Review of Gilbert

Gilbert (2017)
9/10
one of the great documentaries of this year
30 January 2018
Gilbert appears to be just a profile of its main figure, the inimitable Gilbert Gottfried (if you hear his voice once you'll never forget it). It turns out Neil Berkeley, who followed Gottfried around for almost a year, was out to capture everything in his life and got both the mundane (but in amusing ways, like we literally see him clean his socks and underwear... in the sink in his hotel room) and the insightful. We see his family and their accomplishments (his late sister, Arlene, was a photographer), and specifically his wife and two kids, which he got late in life (he's in his 60's but doesn't look a day over 59). There's so much humanity bursting all around that it's sometimes easy to forget how much of a crumudgen Gilbert is... or that that is a cover for being a shy, basically good hearted person who has had a few blows in the public eye (sometimes of his own doing, but nothing ever maliciously meant).
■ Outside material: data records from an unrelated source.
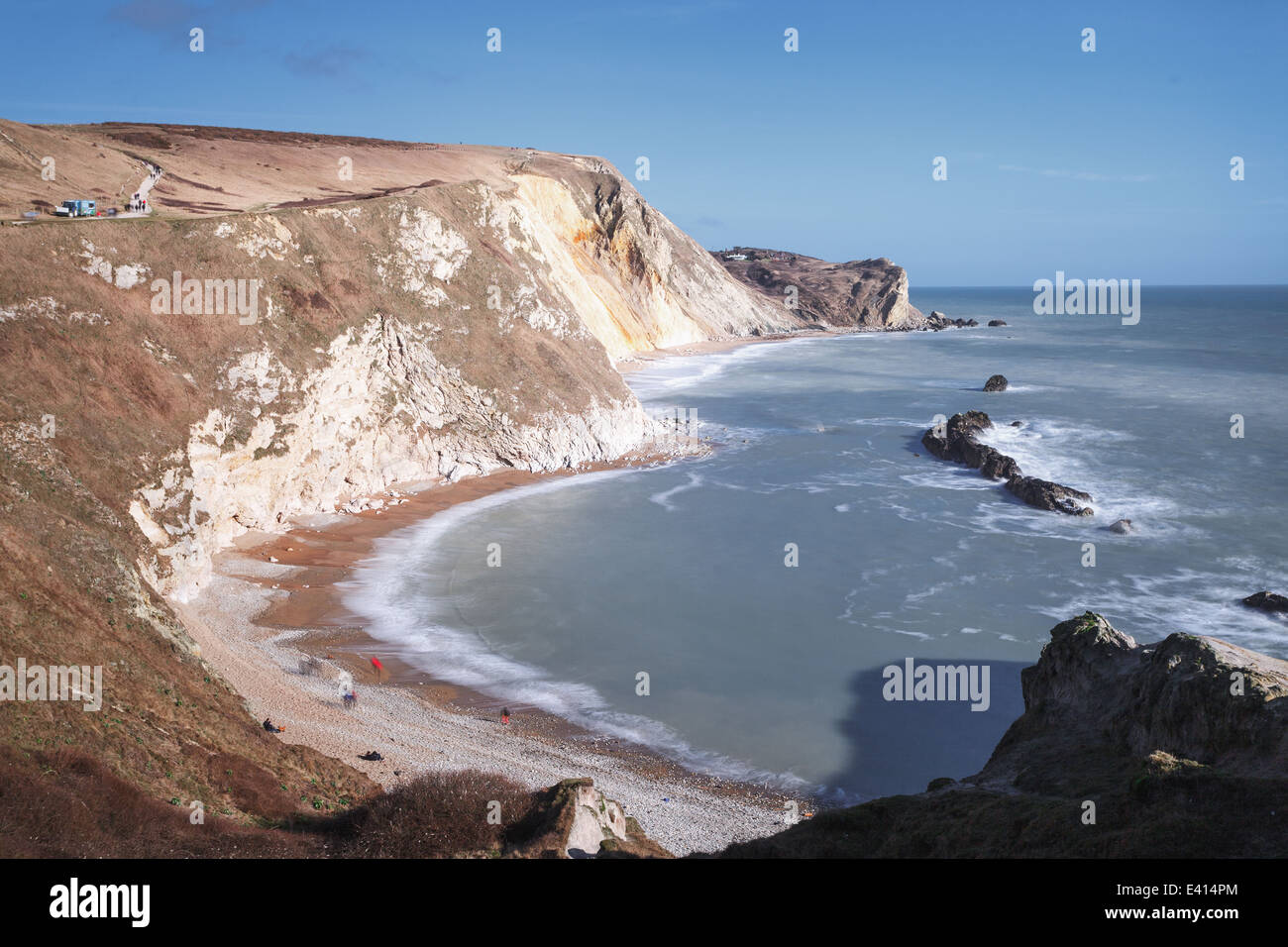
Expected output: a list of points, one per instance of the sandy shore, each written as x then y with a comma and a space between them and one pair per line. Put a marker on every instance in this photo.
640, 360
273, 602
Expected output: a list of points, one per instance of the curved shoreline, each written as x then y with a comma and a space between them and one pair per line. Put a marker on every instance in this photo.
274, 600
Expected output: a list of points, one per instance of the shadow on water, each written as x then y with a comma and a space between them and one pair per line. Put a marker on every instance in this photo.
900, 746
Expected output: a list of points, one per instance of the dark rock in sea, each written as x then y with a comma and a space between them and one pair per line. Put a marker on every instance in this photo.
957, 444
1267, 602
1050, 496
1181, 738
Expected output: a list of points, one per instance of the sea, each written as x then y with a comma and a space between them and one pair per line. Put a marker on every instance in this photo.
743, 612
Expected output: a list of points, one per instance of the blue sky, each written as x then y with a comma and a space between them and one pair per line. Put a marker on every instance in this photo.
1107, 163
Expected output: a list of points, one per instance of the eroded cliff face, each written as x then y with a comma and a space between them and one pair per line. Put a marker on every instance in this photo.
859, 294
292, 361
1172, 749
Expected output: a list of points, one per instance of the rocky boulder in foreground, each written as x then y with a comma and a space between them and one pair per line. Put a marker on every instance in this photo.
1267, 602
1180, 749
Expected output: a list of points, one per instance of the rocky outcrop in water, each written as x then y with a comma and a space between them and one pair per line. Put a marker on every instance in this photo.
936, 321
1175, 749
859, 294
1047, 495
956, 441
1267, 602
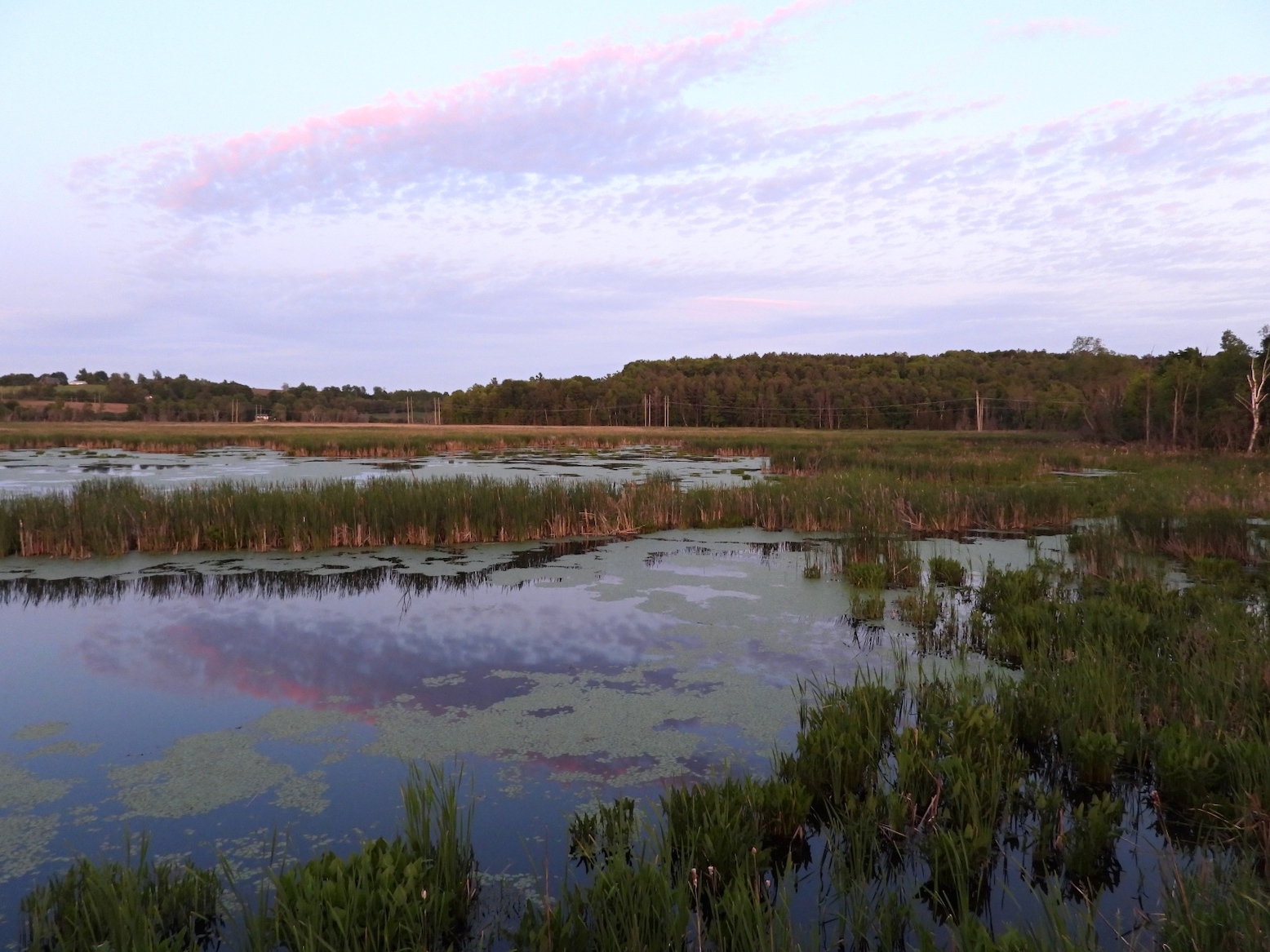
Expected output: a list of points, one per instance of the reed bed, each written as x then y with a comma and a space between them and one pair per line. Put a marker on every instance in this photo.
116, 516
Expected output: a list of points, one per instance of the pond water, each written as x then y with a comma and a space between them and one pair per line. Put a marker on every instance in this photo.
23, 472
211, 701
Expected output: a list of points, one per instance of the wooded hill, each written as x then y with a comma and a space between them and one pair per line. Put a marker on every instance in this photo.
1183, 399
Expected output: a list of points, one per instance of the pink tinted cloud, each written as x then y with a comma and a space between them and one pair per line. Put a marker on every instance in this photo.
615, 109
1050, 27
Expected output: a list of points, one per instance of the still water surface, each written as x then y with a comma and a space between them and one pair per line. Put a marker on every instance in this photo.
214, 700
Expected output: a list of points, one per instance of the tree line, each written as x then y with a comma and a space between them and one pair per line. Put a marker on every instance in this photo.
1183, 399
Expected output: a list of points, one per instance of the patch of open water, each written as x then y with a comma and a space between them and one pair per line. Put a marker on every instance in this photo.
211, 701
24, 472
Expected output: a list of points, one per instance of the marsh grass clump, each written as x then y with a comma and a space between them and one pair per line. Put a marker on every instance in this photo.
144, 906
605, 835
946, 571
922, 609
388, 895
868, 605
1219, 906
1089, 846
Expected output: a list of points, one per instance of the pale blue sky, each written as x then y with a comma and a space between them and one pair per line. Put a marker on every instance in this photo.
564, 187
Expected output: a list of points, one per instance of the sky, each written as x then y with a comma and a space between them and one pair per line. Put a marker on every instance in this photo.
433, 194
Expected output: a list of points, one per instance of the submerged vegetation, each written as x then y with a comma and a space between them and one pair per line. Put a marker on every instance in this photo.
1043, 726
946, 804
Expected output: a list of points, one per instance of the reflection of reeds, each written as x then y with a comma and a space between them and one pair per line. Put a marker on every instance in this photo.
923, 483
276, 582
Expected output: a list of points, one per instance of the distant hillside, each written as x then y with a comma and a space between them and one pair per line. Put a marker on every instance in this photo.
1187, 399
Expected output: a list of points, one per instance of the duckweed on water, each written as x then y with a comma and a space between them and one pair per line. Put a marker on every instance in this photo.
911, 806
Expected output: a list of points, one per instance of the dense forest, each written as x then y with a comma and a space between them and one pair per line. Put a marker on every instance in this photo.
1183, 399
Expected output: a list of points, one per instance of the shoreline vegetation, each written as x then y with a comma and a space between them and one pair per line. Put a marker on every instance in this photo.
1117, 702
895, 483
907, 812
899, 484
1183, 399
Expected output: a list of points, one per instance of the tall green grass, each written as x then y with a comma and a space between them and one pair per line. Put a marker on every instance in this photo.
120, 516
143, 906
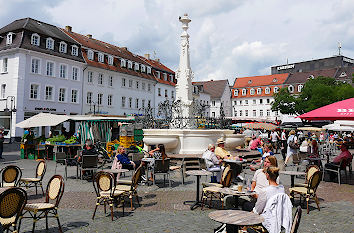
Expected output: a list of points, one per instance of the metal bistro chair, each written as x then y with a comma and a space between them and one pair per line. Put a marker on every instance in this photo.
10, 176
88, 163
54, 192
106, 192
162, 167
12, 202
30, 182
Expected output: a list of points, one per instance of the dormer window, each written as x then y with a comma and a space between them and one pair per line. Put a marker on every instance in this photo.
123, 63
74, 50
100, 57
35, 39
130, 65
49, 43
9, 38
110, 60
267, 90
62, 47
90, 54
136, 66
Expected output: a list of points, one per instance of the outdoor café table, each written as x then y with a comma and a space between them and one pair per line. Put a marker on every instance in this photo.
292, 174
236, 218
198, 174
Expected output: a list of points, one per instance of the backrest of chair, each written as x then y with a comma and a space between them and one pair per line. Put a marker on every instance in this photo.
41, 169
314, 181
89, 161
55, 189
161, 166
296, 221
310, 171
12, 202
11, 174
60, 156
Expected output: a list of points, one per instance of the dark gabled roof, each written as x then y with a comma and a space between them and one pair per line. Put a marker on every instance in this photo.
214, 88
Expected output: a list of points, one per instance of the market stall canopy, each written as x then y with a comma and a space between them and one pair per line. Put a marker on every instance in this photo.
266, 126
43, 119
342, 110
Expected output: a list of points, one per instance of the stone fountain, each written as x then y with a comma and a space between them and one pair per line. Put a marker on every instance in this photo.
189, 139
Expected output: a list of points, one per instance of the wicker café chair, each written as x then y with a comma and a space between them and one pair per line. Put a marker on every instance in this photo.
12, 202
104, 185
30, 182
10, 176
54, 192
130, 190
309, 191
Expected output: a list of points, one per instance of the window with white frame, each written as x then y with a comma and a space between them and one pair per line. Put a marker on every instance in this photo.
75, 74
130, 102
74, 95
9, 38
90, 77
62, 71
35, 39
49, 93
74, 50
267, 90
123, 101
110, 60
62, 47
291, 88
90, 54
62, 93
3, 91
100, 57
100, 79
99, 98
49, 43
89, 98
35, 66
5, 64
109, 100
50, 69
34, 91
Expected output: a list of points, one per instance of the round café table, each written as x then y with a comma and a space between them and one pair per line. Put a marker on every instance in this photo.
236, 218
292, 175
198, 174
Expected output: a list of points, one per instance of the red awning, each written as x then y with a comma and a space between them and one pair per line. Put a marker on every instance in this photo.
342, 110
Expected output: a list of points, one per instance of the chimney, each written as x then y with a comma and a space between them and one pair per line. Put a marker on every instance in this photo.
68, 28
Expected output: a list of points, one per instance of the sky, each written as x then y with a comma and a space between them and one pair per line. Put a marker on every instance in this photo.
228, 38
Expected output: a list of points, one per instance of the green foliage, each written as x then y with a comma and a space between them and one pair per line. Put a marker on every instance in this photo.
316, 93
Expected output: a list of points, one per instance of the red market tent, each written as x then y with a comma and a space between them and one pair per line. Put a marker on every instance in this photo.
342, 110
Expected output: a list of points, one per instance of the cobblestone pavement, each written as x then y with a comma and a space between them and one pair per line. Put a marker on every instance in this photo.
162, 208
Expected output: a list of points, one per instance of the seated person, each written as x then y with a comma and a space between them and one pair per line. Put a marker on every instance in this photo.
122, 157
345, 154
212, 162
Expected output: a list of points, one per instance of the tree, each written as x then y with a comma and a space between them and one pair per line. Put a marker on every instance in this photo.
316, 93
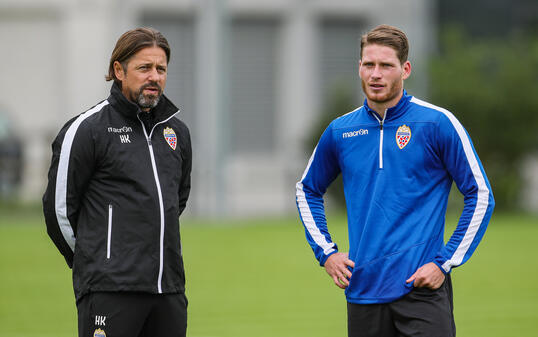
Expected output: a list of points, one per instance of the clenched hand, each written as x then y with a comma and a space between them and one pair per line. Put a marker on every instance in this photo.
337, 268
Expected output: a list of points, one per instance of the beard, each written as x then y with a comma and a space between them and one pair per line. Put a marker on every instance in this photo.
147, 101
394, 90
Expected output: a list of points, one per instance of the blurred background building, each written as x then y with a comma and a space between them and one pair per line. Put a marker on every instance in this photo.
251, 78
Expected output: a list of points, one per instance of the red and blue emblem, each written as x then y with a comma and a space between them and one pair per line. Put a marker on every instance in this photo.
170, 137
403, 136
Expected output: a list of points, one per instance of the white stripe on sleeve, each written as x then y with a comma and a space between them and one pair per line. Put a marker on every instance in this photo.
482, 201
61, 177
307, 217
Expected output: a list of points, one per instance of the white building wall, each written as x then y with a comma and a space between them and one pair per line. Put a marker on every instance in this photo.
60, 49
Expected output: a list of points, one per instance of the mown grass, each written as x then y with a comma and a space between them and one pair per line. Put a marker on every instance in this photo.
259, 278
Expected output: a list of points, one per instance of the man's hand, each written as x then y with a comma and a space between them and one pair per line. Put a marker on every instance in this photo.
429, 276
336, 266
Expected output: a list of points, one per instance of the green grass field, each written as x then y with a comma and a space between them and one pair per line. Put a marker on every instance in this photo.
259, 278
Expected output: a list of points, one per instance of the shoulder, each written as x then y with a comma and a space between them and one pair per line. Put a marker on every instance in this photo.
348, 119
430, 111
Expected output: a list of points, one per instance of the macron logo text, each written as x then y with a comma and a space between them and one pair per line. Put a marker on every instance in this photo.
350, 134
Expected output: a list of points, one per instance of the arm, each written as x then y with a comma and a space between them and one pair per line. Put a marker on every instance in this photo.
70, 170
321, 170
462, 162
186, 167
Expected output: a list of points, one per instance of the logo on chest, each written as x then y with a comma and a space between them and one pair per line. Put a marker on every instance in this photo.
170, 137
403, 136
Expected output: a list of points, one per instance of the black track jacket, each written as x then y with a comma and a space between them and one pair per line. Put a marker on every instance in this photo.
115, 193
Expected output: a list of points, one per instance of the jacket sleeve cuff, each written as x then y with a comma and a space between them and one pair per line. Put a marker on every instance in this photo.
441, 267
325, 257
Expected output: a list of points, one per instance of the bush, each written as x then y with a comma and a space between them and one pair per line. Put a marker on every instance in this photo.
491, 86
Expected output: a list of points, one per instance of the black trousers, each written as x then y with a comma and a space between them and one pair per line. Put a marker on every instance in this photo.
132, 314
421, 313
This really was quite heartwarming, and what's lovely about it is that the director makes it about something deeper than just Gilbert (though he is as Stephen King once noted, a national treasure): we're seeing the vulnerability that comes with a person who uses comedy, and his show-business persona in general, as a defense mechanism because the world is such a cruel and terrible place. While he may claim to see his current family as something out of a "Twilight Zone" episode, or compare first seeing his first child like Karloff's Frankenstein coming up to the little girl by the pond in the film - his pop culture references know no limit, just listen to his podcast for that - Gottfried brings genuine joy for people, and that's all he can do.